Zedelykee bedenkingen.
Weet de mensch altyd wel, wat hy het nuttigst voor zich wenschen zal? Het is 'er ver van daan. Maar al te vaak strekken zich onze wenschen en begeerten uit tot voorwerpen, ten hoogsten schadelyk en verderselyk voor ons zelven; en schoon wy al dikwils het schadelyke daar van zelve zien en ontwaar worden, blyven wy nochtans veelal op dien verkeerden voer voortgaan, en keeren niet eer terug voor wy door het gewigt van het nadeelige, door het schadelyke, natuurlyk belet worden. Dit is eene onvergeeslyke wreedheid, welke men tegen zich zelven begaat.

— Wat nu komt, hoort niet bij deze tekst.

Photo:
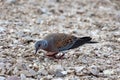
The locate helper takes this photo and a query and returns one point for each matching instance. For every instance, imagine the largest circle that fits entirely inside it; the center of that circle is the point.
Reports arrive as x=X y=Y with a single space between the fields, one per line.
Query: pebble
x=11 y=1
x=2 y=78
x=14 y=77
x=108 y=72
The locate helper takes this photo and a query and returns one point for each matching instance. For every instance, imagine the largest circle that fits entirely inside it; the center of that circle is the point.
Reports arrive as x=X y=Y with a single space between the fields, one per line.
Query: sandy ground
x=23 y=22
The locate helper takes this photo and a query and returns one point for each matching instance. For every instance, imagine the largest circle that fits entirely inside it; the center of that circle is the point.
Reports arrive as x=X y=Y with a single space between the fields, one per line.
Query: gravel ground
x=23 y=22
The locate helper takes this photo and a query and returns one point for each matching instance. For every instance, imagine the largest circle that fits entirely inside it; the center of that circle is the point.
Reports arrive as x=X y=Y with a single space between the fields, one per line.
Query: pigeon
x=57 y=42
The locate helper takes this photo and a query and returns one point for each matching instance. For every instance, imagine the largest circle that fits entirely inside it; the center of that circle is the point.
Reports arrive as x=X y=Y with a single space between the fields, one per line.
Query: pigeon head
x=42 y=44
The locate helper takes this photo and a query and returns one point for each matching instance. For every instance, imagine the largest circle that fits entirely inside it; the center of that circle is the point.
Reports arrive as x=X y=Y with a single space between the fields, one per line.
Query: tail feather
x=81 y=41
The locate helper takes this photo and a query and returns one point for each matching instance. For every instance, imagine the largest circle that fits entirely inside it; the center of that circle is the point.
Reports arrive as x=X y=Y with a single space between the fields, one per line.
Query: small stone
x=54 y=68
x=59 y=74
x=94 y=70
x=39 y=21
x=13 y=78
x=108 y=72
x=2 y=29
x=22 y=76
x=78 y=69
x=57 y=79
x=11 y=1
x=43 y=72
x=2 y=78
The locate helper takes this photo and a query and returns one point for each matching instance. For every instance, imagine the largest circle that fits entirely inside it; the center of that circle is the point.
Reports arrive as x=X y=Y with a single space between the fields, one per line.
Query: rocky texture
x=22 y=22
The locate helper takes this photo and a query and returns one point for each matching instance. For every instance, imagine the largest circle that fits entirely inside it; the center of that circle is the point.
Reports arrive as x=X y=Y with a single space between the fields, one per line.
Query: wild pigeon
x=57 y=42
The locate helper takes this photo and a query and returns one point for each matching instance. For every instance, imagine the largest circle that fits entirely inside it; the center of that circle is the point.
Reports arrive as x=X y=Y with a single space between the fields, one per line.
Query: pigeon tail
x=81 y=41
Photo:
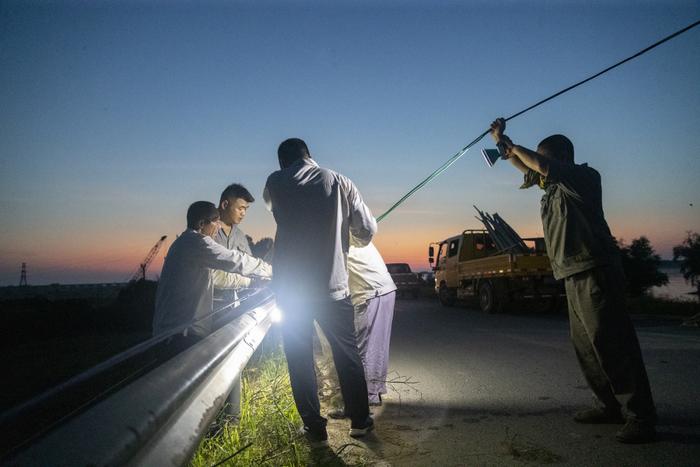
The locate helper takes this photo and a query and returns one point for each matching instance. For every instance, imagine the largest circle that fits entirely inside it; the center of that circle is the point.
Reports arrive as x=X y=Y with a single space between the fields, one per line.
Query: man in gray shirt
x=316 y=210
x=233 y=206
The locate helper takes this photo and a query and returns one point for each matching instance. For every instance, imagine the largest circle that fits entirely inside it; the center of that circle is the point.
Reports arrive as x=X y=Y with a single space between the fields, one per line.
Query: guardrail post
x=233 y=402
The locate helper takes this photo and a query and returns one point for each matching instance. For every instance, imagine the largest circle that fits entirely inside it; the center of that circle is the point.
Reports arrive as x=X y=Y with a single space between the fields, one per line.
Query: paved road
x=478 y=389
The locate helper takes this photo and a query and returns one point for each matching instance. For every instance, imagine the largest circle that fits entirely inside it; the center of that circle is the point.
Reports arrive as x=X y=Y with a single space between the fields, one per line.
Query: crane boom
x=141 y=272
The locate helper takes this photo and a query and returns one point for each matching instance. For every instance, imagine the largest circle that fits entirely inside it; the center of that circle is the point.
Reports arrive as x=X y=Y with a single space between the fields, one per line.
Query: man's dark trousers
x=336 y=319
x=606 y=343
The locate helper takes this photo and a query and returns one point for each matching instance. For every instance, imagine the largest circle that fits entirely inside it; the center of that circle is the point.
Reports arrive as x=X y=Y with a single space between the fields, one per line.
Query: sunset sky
x=115 y=116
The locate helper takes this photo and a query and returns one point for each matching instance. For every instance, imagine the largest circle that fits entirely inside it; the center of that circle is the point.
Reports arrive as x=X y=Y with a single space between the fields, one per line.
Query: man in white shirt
x=233 y=206
x=185 y=290
x=316 y=211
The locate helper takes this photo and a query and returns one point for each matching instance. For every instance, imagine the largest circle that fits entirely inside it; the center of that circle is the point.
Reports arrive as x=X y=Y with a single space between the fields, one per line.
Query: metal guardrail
x=159 y=418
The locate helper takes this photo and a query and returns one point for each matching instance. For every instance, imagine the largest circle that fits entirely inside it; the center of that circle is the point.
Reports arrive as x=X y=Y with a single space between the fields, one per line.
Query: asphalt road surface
x=468 y=388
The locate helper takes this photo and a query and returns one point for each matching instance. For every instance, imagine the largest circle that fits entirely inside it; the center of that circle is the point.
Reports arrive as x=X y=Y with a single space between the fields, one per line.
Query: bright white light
x=276 y=315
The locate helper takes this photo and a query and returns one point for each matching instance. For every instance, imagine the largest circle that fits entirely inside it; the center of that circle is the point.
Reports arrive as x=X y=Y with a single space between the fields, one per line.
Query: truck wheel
x=487 y=298
x=446 y=297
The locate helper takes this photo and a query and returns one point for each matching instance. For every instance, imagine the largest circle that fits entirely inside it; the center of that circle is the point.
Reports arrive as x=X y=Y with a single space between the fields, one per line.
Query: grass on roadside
x=267 y=431
x=662 y=306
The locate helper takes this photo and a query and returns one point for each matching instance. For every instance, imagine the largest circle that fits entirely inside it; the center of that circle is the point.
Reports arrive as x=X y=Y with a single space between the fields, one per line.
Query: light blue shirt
x=316 y=210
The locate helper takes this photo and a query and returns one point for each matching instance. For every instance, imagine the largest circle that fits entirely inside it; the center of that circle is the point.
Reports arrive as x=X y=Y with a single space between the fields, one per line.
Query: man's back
x=578 y=237
x=315 y=210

Zulke dwaasheden ziet men nochtans dagelyks plegen, dwaasheden ten hoogsten misdadig; en zou men niet mogen vaststellen, dat elk mensch, de een meer en de ander minder, aan het plegen van zulke dwaasheden schuldig staat?
Ziet den Nydigaart aan, en gy zult uit de trekken van zyn gelaat bespeuren, dat hy elk van zynen naasten het geluk en den voorspoed misgunt, 't geen hy hem ziet genieten. - De Nydigaart kan niet dulden dat het zynen evenmensch welgaat. - Indien het in de magt van den Nydigen stond, niemand was gelukkig dan hy alleen, niemand zou hy boven zich in voorspoed zien uitblinken; maar gaarn alle menschen ver beneden zich verlaagd zien. - Want niets is in staat om zyne rust meer te stooren, dan het geluk en den voorspoed van zynen naasten. - Dan voelt hy in zynen boezem eenen worm knagen, welke hem schynt te verteeren - een knagend hartzeer, dat alle zyne genoegens vergistigt. - Dan het hart van den Nydigaart is eene galbron van bitterheid - die niet toelaat eenige zoetheid des levens te smaken: en terwyl hy elkeen benyd het goede dat hy bezit, volgt de veragting van alle menschen, en verzelt hom op alle zyne schreden.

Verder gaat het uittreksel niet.